I've struggled with the same issue for quite a while. If your i/o is similar to mine, I believe you are on the right track. For the past month or so, I have been running this cronjob:

* * * * * for strPg in `ceph pg dump | egrep '^[0-9]\.[0-9a-f]{1,4}' | sort -k20 | awk '{ print $1 }' | head -2`; do ceph pg deep-scrub $strPg; done

That roughly handles my 20672 PGs that are set to be deep-scrubbed every 7 days. Your script may be a bit better, but this quick and dirty method has helped my cluster maintain more consistency.

The real key for me is to avoid the "clumpiness" I have observed without that hack where concurrent deep-scrubs sit at zero for a long period of time (despite having PGs that were months overdue for a deep-scrub), then concurrent deep-scrubs suddenly spike up and stay in the teens for hours, killing client writes/second.

The scrubbing behavior table[0] indicates that a periodic tick initiates scrubs on a per-PG basis.
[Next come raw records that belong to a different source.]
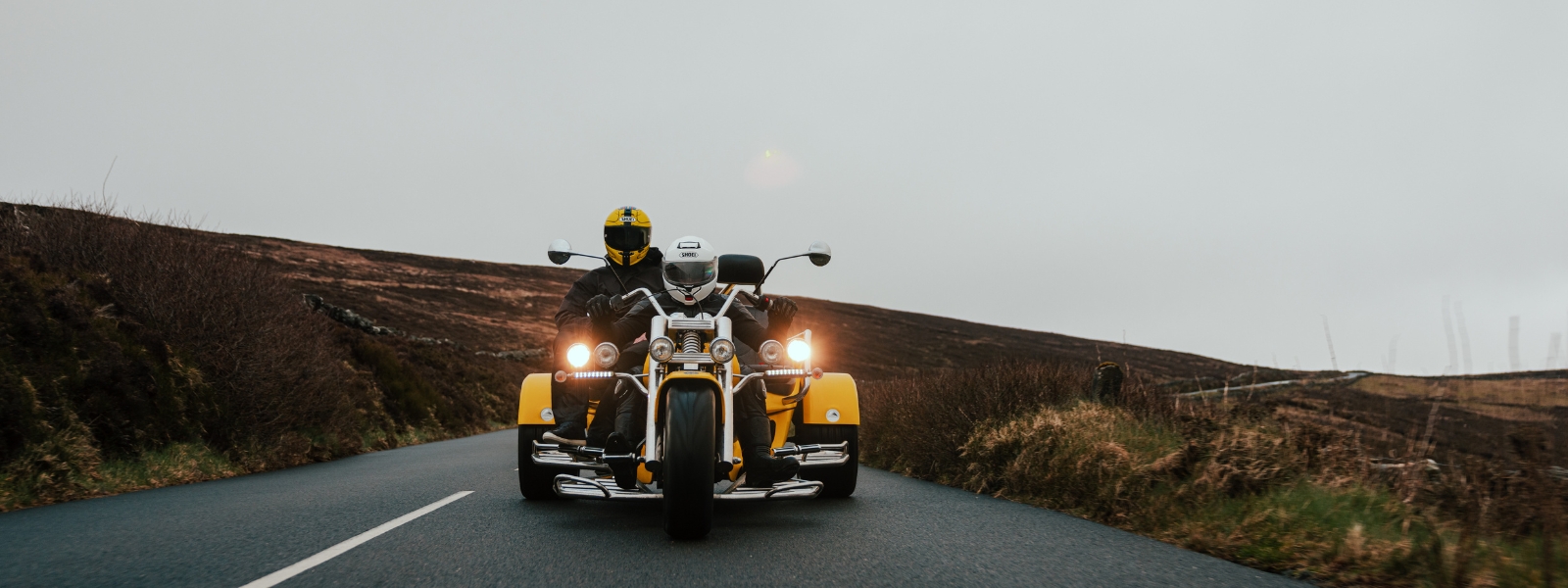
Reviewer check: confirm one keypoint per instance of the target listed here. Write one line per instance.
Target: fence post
(1107, 383)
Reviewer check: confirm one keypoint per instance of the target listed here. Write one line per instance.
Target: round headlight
(662, 349)
(606, 355)
(577, 355)
(721, 350)
(799, 350)
(772, 352)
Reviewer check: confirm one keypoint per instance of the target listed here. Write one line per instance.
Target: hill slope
(506, 308)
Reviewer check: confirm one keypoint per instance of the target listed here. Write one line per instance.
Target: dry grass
(140, 353)
(1539, 391)
(1225, 478)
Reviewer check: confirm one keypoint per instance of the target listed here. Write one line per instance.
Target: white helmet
(690, 270)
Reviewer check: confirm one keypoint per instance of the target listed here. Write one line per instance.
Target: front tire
(537, 483)
(836, 482)
(689, 462)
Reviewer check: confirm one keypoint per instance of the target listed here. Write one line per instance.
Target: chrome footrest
(827, 455)
(792, 490)
(549, 455)
(571, 486)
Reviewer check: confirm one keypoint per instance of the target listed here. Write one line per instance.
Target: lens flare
(577, 355)
(799, 350)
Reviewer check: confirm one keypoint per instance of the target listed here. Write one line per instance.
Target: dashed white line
(316, 561)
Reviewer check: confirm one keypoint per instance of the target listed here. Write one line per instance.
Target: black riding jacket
(742, 323)
(612, 281)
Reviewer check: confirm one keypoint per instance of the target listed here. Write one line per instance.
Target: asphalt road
(893, 532)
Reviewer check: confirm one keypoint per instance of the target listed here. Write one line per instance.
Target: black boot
(623, 462)
(764, 469)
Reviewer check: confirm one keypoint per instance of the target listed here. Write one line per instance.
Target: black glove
(781, 311)
(600, 311)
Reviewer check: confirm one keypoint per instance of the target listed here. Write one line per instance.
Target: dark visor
(689, 273)
(626, 237)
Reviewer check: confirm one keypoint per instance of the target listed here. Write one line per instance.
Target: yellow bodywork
(835, 391)
(533, 400)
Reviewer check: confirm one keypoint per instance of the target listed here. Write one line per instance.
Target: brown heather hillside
(502, 308)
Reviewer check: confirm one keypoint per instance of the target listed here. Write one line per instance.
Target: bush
(1223, 478)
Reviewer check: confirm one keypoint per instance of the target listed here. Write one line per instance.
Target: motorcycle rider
(632, 264)
(689, 287)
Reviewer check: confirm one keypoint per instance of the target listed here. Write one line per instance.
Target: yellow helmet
(627, 235)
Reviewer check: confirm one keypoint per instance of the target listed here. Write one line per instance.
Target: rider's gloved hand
(600, 311)
(781, 313)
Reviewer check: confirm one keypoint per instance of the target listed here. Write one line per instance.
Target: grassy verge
(137, 355)
(1228, 480)
(172, 465)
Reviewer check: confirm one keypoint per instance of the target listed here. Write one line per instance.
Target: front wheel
(537, 483)
(836, 482)
(689, 462)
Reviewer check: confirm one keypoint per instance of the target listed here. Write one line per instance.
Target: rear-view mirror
(562, 251)
(819, 253)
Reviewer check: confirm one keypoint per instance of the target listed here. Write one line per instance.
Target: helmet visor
(690, 273)
(626, 237)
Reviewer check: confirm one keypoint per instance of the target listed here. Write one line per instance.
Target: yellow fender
(533, 402)
(833, 392)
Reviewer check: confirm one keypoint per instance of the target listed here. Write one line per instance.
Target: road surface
(239, 530)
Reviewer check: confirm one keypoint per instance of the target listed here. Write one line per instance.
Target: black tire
(836, 482)
(689, 462)
(537, 483)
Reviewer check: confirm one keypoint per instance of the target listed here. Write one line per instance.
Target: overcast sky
(1209, 177)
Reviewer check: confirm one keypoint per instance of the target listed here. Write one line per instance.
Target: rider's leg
(627, 417)
(604, 415)
(757, 443)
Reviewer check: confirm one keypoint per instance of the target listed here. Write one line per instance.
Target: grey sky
(1211, 177)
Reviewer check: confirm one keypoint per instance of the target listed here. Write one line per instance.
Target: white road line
(316, 561)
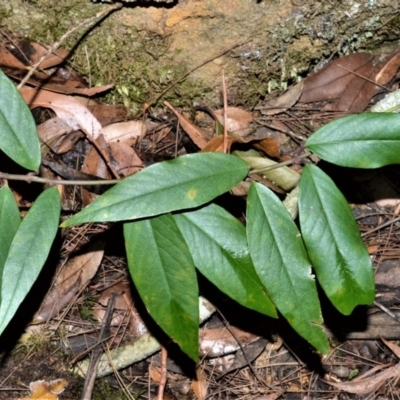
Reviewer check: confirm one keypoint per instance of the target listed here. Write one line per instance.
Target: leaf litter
(73, 120)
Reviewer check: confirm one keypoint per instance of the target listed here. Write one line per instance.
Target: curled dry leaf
(127, 132)
(44, 390)
(66, 107)
(387, 68)
(51, 133)
(391, 102)
(238, 120)
(72, 277)
(330, 82)
(200, 384)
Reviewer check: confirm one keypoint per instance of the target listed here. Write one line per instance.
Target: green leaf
(369, 140)
(333, 242)
(218, 244)
(28, 253)
(282, 264)
(9, 222)
(164, 274)
(18, 134)
(185, 182)
(284, 176)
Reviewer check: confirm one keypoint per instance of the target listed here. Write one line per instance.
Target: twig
(184, 76)
(279, 165)
(387, 311)
(163, 373)
(95, 357)
(231, 331)
(225, 148)
(38, 179)
(57, 44)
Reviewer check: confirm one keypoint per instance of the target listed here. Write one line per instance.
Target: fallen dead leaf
(66, 107)
(72, 277)
(388, 68)
(330, 82)
(200, 384)
(238, 120)
(283, 102)
(44, 390)
(216, 342)
(127, 132)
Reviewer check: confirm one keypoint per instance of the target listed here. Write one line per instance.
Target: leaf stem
(38, 179)
(279, 165)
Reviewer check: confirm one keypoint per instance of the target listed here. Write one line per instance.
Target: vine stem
(32, 178)
(279, 165)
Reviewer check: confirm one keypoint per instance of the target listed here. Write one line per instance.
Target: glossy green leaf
(164, 274)
(9, 222)
(333, 242)
(281, 261)
(368, 140)
(218, 244)
(28, 253)
(185, 182)
(18, 134)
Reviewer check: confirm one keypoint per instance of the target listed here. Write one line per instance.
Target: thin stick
(225, 148)
(57, 44)
(163, 380)
(279, 165)
(37, 179)
(184, 76)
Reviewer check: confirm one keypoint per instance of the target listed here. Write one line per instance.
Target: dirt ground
(58, 326)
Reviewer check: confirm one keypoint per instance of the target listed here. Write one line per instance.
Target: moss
(141, 66)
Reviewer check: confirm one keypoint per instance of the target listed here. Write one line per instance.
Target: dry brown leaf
(127, 132)
(269, 147)
(107, 114)
(365, 384)
(395, 349)
(72, 277)
(217, 143)
(53, 128)
(127, 159)
(272, 396)
(200, 384)
(68, 142)
(388, 68)
(283, 102)
(331, 81)
(93, 164)
(65, 107)
(43, 390)
(238, 121)
(198, 137)
(8, 60)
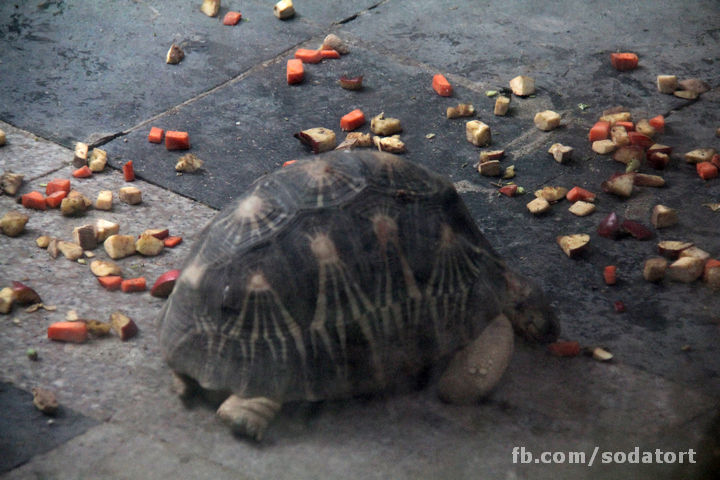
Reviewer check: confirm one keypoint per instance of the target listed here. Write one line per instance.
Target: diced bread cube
(604, 147)
(538, 206)
(685, 269)
(522, 85)
(130, 195)
(284, 9)
(103, 268)
(667, 83)
(581, 208)
(97, 160)
(502, 105)
(104, 200)
(149, 245)
(84, 236)
(663, 216)
(119, 246)
(478, 133)
(210, 7)
(104, 229)
(654, 269)
(80, 158)
(70, 250)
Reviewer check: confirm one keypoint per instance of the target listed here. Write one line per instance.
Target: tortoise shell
(337, 275)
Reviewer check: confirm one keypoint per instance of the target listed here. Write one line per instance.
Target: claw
(248, 416)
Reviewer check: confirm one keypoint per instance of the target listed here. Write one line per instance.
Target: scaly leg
(248, 416)
(477, 368)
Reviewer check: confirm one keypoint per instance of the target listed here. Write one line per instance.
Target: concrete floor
(73, 72)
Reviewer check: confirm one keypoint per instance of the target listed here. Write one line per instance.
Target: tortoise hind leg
(248, 416)
(477, 368)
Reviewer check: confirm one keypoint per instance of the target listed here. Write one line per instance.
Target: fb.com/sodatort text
(522, 455)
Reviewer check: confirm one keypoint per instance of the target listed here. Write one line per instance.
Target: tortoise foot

Perhaps the timing of ticks aren't sufficiently randomized when you restart lots of OSDs concurrently (for instance via pdsh).

On my cluster I suffer a significant drag on client writes/second when I exceed perhaps four or five concurrent PGs in deep-scrub. When concurrent deep-scrubs get into the teens, I get a massive drop in client writes/second.

Greg, is there locking involved when a PG enters deep-scrub? If so, is the entire PG locked for the duration or is each individual object inside the PG locked as it is processed? Some of my PGs will be in deep-scrub for minutes at a time.


On 6/9/2014 6:22 PM, Craig Lewis wrote:
I've correlated a large deep scrubbing operation to cluster stability

My primary cluster does a small amount of deep scrubs all the time,
spread out over the whole week.  It has no stability problems.

My secondary cluster doesn't spread them out.  It saves them up, and
tries to do all of the deep scrubs over the weekend.  The secondary
starts loosing OSDs about an hour after these deep scrubs start.

To avoid this, I'm thinking of writing a script that continuously scrubs
the oldest outstanding PG.  In psuedo-bash:
# Sort by the deep-scrub timestamp, taking the single oldest PG
while ceph pg dump | awk '$1 ~ /[0-9a-f]+\.[0-9a-f]+/ {print $20, $21,
$1}' | sort | head -1 | read date time pg
   ceph pg deep-scrub ${pg}
   while ceph status | grep scrubbing+deep
     sleep 5
   sleep 30

Does anybody think this will solve my problem?

I'm also considering disabling deep-scrubbing until the secondary
finishes replicating from the primary.  Once it's caught up, the write
load should drop enough that opportunistic deep scrubs should have a
chance to run.  It should only take another week or two to catch up.